GesundInEssen interviewte Barbara Storp von der Selbsthilfegruppe Depressionen am Philippusstift zu ihrer Arbeit.

Frau Storp, wie kamen Sie zu dieser Selbsthilfegruppe? Seit wann sind Sie dort?
Ich bin seit 2007 Mitglied dieser Gruppe. Seit 2009 koordiniere ich sie. Zu der Gruppe bin ich über Wiese e. V. gekommen.
Ich habe dort angefragt, welche Selbsthilfegruppen für Depressive es in Essen gibt und mir diese ausgesucht.

Wie läuft ein Selbsthilfetreffen bei Ihrer Gruppe ab?
Anfangs machen wir eine kurze Runde, in der jeder erzählt, wie es ihm geht oder ob etwas passiert ist. Wenn jemand neu dazu gekommen ist, stellt er sich vor. Danach besprechen wir einzelne Themen aus Büchern, Filmen oder was uns auf dem Herzen liegt. Am Ende gibt es eine Schlussrunde, in der wir das Treffen zusammenfassen. Das Schöne an einer Selbsthilfegruppe ist, dass man sich nicht erklären muss. Die Symptome zu erklären ist schwierig, weil man ja selbst nicht weiß, was genau eigentlich los ist. Die anderen verstehen das genau.

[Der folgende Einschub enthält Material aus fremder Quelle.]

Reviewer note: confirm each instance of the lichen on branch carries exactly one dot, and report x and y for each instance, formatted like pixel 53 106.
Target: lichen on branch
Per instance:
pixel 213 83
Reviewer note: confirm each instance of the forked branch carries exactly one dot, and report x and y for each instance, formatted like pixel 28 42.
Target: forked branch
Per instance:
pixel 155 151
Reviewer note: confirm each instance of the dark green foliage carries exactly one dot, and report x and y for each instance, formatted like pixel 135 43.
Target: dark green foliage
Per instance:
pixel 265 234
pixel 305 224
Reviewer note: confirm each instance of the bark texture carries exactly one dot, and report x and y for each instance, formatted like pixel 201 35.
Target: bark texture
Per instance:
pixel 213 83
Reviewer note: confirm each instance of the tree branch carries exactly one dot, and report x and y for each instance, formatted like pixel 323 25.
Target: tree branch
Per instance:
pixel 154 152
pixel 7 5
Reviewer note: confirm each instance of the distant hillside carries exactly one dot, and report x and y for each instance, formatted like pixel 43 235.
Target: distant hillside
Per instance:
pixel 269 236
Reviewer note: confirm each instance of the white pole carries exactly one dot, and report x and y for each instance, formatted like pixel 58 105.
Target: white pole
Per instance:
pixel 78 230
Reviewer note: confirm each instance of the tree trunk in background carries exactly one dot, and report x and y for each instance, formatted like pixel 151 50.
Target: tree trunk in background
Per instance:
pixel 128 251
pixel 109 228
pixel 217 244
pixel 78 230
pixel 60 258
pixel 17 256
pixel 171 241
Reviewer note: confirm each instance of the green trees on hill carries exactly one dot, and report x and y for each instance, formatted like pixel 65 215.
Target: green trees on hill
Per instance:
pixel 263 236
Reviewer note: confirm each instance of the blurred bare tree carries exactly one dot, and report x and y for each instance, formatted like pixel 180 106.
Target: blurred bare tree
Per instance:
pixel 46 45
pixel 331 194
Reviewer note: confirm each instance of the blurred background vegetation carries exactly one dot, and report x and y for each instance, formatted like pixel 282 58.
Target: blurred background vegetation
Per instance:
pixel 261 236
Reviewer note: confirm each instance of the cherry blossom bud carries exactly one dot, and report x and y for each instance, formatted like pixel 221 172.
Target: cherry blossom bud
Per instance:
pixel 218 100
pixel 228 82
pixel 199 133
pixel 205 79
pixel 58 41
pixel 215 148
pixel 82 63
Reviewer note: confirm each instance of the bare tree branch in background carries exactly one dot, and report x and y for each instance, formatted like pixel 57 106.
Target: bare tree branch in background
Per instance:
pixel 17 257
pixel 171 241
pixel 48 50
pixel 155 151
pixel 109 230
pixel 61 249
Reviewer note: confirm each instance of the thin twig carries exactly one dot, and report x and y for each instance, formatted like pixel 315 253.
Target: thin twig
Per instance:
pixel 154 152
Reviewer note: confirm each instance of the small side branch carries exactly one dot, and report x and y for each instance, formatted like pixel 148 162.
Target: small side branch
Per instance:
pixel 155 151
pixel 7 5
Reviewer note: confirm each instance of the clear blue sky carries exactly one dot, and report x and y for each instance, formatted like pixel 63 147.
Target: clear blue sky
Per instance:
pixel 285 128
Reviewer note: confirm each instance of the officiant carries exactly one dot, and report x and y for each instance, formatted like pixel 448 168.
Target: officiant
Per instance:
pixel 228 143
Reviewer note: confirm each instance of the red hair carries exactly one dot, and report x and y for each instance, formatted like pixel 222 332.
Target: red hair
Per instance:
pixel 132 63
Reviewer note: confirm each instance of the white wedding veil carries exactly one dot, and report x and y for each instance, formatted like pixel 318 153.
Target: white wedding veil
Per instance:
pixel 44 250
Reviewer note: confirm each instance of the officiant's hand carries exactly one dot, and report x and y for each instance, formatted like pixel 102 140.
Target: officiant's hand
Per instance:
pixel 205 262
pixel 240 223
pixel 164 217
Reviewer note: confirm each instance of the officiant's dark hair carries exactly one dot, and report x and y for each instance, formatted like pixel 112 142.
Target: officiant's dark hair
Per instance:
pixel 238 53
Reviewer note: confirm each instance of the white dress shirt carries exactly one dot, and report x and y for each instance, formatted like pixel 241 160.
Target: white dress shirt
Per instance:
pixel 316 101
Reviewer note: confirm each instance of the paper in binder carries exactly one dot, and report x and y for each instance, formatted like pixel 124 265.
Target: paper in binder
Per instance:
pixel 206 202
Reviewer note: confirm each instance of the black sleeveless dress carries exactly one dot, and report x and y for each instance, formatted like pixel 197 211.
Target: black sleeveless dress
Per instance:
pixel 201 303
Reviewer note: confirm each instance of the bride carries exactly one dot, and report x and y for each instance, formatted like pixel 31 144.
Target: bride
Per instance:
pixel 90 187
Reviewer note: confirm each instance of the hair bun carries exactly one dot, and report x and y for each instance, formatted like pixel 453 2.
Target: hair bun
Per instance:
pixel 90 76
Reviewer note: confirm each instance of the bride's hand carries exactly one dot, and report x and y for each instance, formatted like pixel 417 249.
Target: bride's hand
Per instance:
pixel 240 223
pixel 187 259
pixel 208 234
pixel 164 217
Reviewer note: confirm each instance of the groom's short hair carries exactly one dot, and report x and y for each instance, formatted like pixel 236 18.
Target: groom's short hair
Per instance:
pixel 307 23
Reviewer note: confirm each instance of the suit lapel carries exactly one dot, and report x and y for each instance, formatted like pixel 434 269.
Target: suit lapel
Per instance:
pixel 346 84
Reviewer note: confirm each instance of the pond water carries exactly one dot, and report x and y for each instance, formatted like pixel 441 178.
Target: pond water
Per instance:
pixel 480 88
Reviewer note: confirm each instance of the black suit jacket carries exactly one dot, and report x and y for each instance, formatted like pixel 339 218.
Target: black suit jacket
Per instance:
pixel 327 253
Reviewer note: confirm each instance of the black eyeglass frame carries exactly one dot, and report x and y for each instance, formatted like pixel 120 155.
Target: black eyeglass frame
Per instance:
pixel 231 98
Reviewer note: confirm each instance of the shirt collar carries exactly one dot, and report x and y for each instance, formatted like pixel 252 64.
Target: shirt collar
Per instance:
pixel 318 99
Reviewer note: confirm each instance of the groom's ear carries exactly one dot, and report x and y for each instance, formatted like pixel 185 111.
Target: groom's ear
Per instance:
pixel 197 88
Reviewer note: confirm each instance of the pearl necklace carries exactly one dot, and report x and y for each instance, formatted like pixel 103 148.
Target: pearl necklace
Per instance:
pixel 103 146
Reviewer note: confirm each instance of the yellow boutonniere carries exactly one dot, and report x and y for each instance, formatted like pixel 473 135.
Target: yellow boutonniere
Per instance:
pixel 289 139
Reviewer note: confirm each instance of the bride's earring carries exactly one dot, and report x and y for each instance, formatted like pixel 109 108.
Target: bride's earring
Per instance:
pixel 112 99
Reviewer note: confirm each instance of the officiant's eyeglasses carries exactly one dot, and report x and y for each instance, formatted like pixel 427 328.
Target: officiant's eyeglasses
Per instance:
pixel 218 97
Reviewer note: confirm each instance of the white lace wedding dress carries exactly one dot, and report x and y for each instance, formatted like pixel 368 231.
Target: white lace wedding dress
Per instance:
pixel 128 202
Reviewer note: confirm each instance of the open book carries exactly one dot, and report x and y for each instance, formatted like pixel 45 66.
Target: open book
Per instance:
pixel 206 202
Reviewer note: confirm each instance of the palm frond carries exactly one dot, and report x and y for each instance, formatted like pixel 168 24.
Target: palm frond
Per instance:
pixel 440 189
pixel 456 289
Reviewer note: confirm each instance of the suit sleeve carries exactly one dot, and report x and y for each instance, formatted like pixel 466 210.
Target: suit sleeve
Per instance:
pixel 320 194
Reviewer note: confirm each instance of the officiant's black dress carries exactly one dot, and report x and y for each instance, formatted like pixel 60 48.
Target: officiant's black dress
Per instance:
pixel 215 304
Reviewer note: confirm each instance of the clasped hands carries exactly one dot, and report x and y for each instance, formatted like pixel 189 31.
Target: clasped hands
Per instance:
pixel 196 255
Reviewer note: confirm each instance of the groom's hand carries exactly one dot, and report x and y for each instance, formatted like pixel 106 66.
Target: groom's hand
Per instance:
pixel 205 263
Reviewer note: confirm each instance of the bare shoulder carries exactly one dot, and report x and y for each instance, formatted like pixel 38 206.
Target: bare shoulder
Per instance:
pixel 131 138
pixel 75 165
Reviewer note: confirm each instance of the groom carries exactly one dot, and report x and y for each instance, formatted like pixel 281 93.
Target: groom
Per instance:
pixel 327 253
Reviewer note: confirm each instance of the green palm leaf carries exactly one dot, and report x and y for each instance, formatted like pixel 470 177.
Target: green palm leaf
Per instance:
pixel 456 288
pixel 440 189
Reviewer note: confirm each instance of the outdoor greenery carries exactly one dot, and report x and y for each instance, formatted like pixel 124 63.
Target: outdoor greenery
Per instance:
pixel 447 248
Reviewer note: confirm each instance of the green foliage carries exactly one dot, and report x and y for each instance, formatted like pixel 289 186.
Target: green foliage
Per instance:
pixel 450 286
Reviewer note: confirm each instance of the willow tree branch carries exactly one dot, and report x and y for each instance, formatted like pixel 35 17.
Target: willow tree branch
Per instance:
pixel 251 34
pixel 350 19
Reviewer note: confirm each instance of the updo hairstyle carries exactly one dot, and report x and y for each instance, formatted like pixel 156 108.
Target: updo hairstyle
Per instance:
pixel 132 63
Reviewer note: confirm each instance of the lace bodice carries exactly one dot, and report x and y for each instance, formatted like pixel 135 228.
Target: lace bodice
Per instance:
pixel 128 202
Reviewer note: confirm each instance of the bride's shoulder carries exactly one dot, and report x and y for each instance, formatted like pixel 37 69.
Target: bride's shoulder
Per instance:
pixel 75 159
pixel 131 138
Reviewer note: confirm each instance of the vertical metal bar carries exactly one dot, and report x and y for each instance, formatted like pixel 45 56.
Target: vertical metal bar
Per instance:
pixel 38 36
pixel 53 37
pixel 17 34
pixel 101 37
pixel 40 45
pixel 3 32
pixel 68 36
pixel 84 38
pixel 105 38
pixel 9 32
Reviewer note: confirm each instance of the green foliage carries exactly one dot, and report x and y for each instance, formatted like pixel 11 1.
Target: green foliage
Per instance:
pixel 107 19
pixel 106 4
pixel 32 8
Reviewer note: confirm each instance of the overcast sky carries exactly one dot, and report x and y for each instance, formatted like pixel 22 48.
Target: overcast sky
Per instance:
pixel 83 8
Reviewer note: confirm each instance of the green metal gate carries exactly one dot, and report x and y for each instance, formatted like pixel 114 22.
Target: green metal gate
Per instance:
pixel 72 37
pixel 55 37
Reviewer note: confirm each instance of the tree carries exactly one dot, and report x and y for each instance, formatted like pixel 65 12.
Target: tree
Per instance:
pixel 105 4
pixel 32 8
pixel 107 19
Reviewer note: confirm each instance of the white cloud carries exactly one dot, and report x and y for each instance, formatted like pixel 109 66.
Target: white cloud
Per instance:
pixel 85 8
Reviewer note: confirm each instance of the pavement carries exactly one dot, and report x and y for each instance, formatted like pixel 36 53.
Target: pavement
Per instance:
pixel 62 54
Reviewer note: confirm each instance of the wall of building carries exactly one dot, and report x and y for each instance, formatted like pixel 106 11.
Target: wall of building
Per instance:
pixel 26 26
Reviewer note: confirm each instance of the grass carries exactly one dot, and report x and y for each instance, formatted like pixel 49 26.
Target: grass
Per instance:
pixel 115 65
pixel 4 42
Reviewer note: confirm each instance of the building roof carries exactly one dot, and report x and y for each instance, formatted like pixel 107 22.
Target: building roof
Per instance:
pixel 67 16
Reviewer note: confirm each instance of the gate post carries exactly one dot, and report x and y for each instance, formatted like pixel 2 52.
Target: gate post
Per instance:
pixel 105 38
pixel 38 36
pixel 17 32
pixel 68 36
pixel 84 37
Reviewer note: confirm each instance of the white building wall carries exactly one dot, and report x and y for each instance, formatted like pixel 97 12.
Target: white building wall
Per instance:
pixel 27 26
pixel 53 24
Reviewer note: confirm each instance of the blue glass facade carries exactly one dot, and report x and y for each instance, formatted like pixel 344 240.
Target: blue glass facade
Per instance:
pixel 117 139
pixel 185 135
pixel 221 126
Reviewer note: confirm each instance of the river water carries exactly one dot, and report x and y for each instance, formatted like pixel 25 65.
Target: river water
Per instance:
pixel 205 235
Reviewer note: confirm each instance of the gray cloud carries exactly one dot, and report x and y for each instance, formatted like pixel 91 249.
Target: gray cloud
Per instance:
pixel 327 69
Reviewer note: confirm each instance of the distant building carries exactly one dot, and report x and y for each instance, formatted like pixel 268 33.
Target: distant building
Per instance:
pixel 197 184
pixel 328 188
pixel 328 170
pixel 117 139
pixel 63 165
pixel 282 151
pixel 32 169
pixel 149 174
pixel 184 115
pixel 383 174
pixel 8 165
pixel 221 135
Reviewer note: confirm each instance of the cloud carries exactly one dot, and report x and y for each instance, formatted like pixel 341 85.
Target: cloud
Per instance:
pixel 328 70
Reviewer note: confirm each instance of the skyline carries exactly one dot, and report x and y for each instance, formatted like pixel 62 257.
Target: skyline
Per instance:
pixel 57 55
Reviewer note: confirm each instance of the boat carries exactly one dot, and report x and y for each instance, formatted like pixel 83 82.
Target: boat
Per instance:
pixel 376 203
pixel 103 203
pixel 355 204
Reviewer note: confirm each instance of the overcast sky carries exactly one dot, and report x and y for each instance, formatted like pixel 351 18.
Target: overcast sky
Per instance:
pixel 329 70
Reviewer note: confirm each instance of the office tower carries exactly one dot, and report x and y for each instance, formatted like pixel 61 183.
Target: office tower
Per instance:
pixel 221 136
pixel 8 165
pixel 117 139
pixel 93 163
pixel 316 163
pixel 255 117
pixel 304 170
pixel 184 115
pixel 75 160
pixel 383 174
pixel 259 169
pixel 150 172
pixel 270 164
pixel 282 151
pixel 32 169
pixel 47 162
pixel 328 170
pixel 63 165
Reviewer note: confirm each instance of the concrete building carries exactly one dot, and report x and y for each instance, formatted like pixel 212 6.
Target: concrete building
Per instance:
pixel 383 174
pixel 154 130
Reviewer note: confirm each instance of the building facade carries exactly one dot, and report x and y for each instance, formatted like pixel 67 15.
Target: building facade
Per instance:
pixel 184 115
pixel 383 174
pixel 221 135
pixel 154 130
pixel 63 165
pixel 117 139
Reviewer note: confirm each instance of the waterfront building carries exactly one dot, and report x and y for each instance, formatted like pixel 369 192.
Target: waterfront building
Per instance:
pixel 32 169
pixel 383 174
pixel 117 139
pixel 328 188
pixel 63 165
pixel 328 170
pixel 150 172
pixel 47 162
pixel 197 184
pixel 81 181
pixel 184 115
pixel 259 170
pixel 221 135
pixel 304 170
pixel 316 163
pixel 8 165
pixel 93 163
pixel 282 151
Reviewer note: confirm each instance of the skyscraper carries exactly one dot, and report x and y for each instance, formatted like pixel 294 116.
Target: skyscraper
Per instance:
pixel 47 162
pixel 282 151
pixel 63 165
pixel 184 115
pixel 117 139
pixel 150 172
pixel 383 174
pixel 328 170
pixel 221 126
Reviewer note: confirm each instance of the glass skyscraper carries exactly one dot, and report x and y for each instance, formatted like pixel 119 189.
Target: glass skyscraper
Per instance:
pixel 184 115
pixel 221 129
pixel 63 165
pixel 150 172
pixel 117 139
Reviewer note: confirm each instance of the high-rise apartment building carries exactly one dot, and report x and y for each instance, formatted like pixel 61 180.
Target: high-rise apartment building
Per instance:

Was lernen depressive Menschen in einer Selbsthilfegruppe?
Wir diskutieren beispielsweise über Medikamente, wie sie wirken und welche Nebenwirkungen sie haben. Das kann sehr hilfreich sein, wenn eine Umstellung auf ein anderes Medikament bevorsteht. Wir geben uns auch gegenseitig Tipps, was man tun kann, wenn man gerade in einem Tief ist. Im Vordergrund steht aber einfach der Austausch, das miteinander Reden.

Wann finden die Treffen jeweils statt?
Wir treffen uns Dienstags um 17.30 Uhr im Philippusstift Haus F. Treffpunkt ist der Raucherpoint.

Vielen Dank für das Gespräch, Frau Storp. Ihr Gesund In Essen Team.